Quasi l'unanimité des exprimé-e-s (sauf un militant de la CGT défendant P. Martinez), a exprimé l’insuffisance des positions des directions syndicales et en particulier les récentes déclarations de Martinez ne faisant plus du retrait un préalable et se disant prêt à des négociations. Une écrasante majorité était excédée par la seule perspective du 14 juin de l'intersyndicale, et cette AG s'inscrivait dans la démarche d'auto-organisation pour regrouper les secteurs en luttes, pour faire la convergence des luttes, et reprendre le calendrier des mobilisations et des actions en main. Il a été mention de beaucoup de propositions. La plus importante d'entre elles est d'impulser une journée de mobilisation le 9 juin (propositions des cheminot-e-s que tout le monde a validée), suivie une nouvelle fois d'une AG interprofessionnelle comme celle-ci. Cette proposition est juste, et nous la soutenons pleinement ! De plus, il y a aussi déjà une réflexion pour poursuivre au-delà du 14 juin, ce qui sera discuté à la prochaine AG. La manifestation du 14 juin ne doit pas être un baroud d’honneur, mais une façon de donner un nouveau souffle à la lutte, de l’amplifier et de l’étendre.
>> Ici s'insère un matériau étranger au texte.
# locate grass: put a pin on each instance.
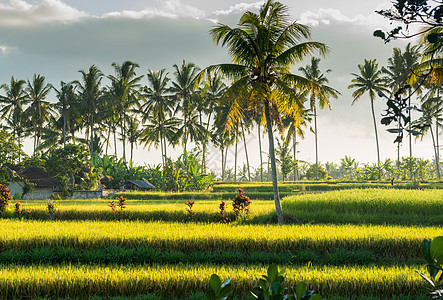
(355, 244)
(369, 206)
(179, 281)
(383, 241)
(147, 210)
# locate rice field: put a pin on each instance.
(360, 243)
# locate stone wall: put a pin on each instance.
(39, 193)
(86, 194)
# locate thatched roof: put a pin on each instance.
(143, 184)
(38, 177)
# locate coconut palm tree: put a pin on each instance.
(263, 48)
(369, 81)
(13, 102)
(212, 93)
(183, 87)
(67, 101)
(399, 71)
(39, 111)
(318, 92)
(90, 94)
(159, 131)
(159, 104)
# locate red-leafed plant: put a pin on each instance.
(224, 216)
(189, 204)
(5, 197)
(121, 203)
(241, 203)
(18, 208)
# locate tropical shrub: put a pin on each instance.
(310, 172)
(5, 197)
(432, 252)
(241, 203)
(218, 290)
(118, 171)
(270, 287)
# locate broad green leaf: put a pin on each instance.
(272, 272)
(380, 34)
(426, 250)
(436, 249)
(215, 284)
(276, 288)
(394, 130)
(300, 290)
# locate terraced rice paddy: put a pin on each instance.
(351, 245)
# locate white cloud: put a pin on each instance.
(21, 13)
(170, 9)
(239, 8)
(326, 16)
(5, 50)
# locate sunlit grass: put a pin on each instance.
(179, 281)
(390, 241)
(370, 206)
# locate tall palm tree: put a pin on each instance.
(263, 48)
(213, 92)
(320, 92)
(124, 86)
(159, 131)
(432, 109)
(369, 81)
(90, 94)
(134, 133)
(13, 102)
(399, 71)
(39, 111)
(158, 104)
(183, 87)
(66, 106)
(296, 125)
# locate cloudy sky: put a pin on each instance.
(57, 38)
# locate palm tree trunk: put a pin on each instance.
(205, 142)
(273, 165)
(64, 129)
(246, 151)
(115, 142)
(92, 134)
(107, 141)
(235, 158)
(437, 149)
(163, 157)
(376, 139)
(261, 157)
(435, 152)
(223, 169)
(185, 132)
(410, 135)
(316, 143)
(294, 149)
(124, 138)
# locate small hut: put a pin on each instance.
(139, 185)
(43, 183)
On peut noter que chez certain-e-s (notamment actives/fs dans nuit debout) qui ne sont pas convaincu-e-s par la centralité de la classe ouvrière, il y a un discours mêlant à la fois une vraie radicalité contre ce système capitaliste dégueulasse, et à la fois une remise en cause de la grève générale, privilégiant des blocages (extérieur) qui «touchent l'économie». Il est sain de remettre en cause les modes de contestation, mais pour nous, la grève est l'outil central pour plusieurs raisons (qui sont trop peu expliquées lors des interventions) :

  • Il s'agit pour les travailleurs et les travailleuses de bloquer les profits des patrons ou du servile gouvernement, seule chose vitale pour ces exploiteurs, pour permettre d'avoir un rapport de voir et obtenir satisfaction sur les revendications du mouvement.

  • De prendre conscience collectivement du pouvoir central que nous travailleurs et travailleuses exploité-e-s nous avons, car c'est sur nos vies que tout leur profits et la machinerie capitaliste reposent.

  • De développer l'auto-organisation, de décider collectivement, et de prendre conscience que nous pouvons décider nous même, de façon réellement démocratique, ce que nous produisons, pourquoi nous le produisons, et ainsi, se réapproprier les moyens de productions.

On s’aperçoit que des milliers de personnes, militant-e-s syndicaux/ales, politiques, nuit-deboutistes, chômeurs/ses, précaires et étudiant-e-s (qui ont permis d'impulser cette contestation, rappelons-le), ne baissent pas les bras et font un travail exemplaire d'organisation, d'agitation, pour lutter contre ce projet de loi depuis maintenant plus de 2 mois maintenant. La mobilisation continue ! À côté de ce vrai mouvement, les centrales syndicales, poussées par leurs bases, se sont enfin lancées dans la bataille, et maintenant qu'elles y sont (en particulier la CGT), elles tentent de trouver une porte de sortie (une négociation) pour éviter une réelle confrontation avec le gouvernement, tout en tirant les bénéfices dans l'opinion, se revendiquant des plus radicaux.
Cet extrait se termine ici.